As one, the ring gates and station flared white, a brightness that overloaded the telescopes for three long, terrible seconds. When the light faded, like letting out a long, slow exhalation, the ring space returned to itself, with all the drive cones and transponders and traffic that had been there before. Including the colony ship that they’d watched vanish and reform.

“It’s not just the Adro gate that lit up,” Naomi said.

“No, it’s all of them. And when that happened, there was a cognitive effect. Most of the data Colonel Tanaka has been providing has been about that.”

“A cognitive effect like the lost memory?” Naomi asked.

“Nope,” Fayez said. “Very, very different.”

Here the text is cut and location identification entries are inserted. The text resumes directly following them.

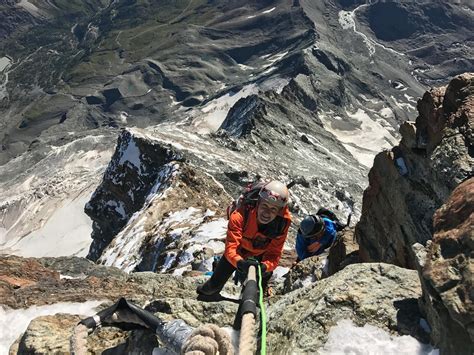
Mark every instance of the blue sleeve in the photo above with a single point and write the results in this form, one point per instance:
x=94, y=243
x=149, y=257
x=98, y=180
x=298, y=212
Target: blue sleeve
x=301, y=246
x=329, y=234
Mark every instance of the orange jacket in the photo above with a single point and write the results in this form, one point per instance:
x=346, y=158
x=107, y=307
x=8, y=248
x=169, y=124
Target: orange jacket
x=244, y=238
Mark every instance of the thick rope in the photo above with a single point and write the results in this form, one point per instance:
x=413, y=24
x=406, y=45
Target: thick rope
x=78, y=340
x=208, y=339
x=263, y=314
x=247, y=335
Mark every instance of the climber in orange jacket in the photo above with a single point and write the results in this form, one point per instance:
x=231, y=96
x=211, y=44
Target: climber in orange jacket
x=255, y=235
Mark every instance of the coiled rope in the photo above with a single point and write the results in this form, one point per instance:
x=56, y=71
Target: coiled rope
x=208, y=339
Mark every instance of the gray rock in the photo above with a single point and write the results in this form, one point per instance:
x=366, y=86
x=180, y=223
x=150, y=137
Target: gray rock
x=378, y=294
x=447, y=274
x=408, y=183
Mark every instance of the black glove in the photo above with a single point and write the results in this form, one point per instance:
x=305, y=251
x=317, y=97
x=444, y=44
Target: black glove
x=243, y=265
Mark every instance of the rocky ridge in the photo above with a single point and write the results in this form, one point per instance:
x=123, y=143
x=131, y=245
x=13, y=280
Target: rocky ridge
x=408, y=183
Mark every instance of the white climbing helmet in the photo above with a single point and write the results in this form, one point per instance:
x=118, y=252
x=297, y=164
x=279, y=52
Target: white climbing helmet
x=274, y=192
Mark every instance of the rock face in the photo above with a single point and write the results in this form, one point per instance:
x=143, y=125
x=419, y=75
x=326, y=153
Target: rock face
x=378, y=294
x=447, y=274
x=408, y=183
x=345, y=251
x=133, y=171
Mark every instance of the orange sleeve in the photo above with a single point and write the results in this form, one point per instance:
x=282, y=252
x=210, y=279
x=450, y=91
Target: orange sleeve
x=234, y=237
x=272, y=256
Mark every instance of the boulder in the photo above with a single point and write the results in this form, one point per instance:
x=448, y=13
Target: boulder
x=408, y=183
x=382, y=295
x=447, y=274
x=343, y=252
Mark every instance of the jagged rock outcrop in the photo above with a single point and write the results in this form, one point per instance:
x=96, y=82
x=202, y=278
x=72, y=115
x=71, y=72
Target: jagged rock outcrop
x=241, y=117
x=167, y=296
x=447, y=274
x=133, y=171
x=305, y=273
x=408, y=183
x=379, y=294
x=51, y=334
x=343, y=252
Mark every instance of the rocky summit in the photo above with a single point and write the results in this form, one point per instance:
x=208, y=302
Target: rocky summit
x=128, y=127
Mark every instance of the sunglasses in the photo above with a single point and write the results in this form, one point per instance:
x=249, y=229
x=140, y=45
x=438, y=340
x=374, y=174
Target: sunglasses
x=272, y=197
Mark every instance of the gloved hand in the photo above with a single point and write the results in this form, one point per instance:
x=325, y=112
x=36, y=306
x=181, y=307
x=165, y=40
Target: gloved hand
x=314, y=247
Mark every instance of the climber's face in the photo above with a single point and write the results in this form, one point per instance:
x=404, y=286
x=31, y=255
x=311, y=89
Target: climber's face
x=266, y=212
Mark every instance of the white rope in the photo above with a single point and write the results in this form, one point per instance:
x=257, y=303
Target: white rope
x=208, y=339
x=78, y=340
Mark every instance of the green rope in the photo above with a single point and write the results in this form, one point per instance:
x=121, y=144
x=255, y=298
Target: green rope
x=263, y=316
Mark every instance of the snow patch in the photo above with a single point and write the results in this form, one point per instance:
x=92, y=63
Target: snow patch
x=4, y=63
x=365, y=139
x=370, y=340
x=66, y=232
x=211, y=116
x=268, y=11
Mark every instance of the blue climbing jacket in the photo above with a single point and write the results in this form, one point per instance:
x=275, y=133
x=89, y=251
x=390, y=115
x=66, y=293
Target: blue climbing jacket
x=326, y=240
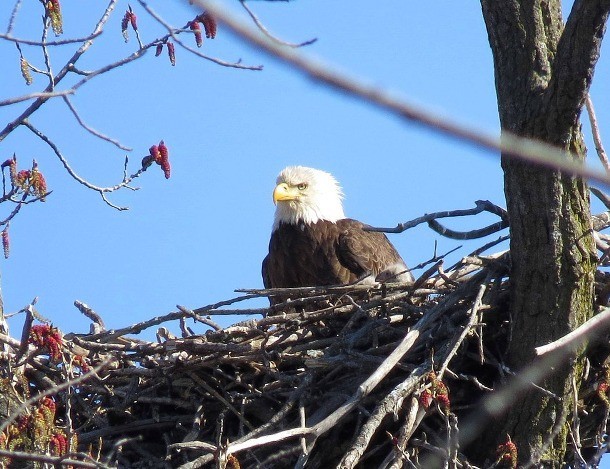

“It looks like it may have been a kind of networked connection between the minds of the people in the ring space,” Elvi said. “All the crews of all the ships. It was apparently fairly overwhelming. But there’s an indication that they all participated in each other’s memories and experiences.”

Amos scratched his chin. “That sounds like what’s been going on with me and Sparkles.”

“It does seem very similar to what you, Cara, reported during the dives into the BFE.”

“BFE?” Amos asked.

“The diamond. The library.”

“Why BFE?” Jim said.

Elvi scowled and shook her head. “The point is, when we saw it with you two”—she gestured to Cara and Amos—“we had assumed it was because you’d been modified by the repair drones. What happened in the ring space, that happened to unmodified human beings. The effect didn’t last very long. Almost instantaneous, really. But the memories have been vivid and persistent. The radiation from the gates is also interesting. Take a look at this.”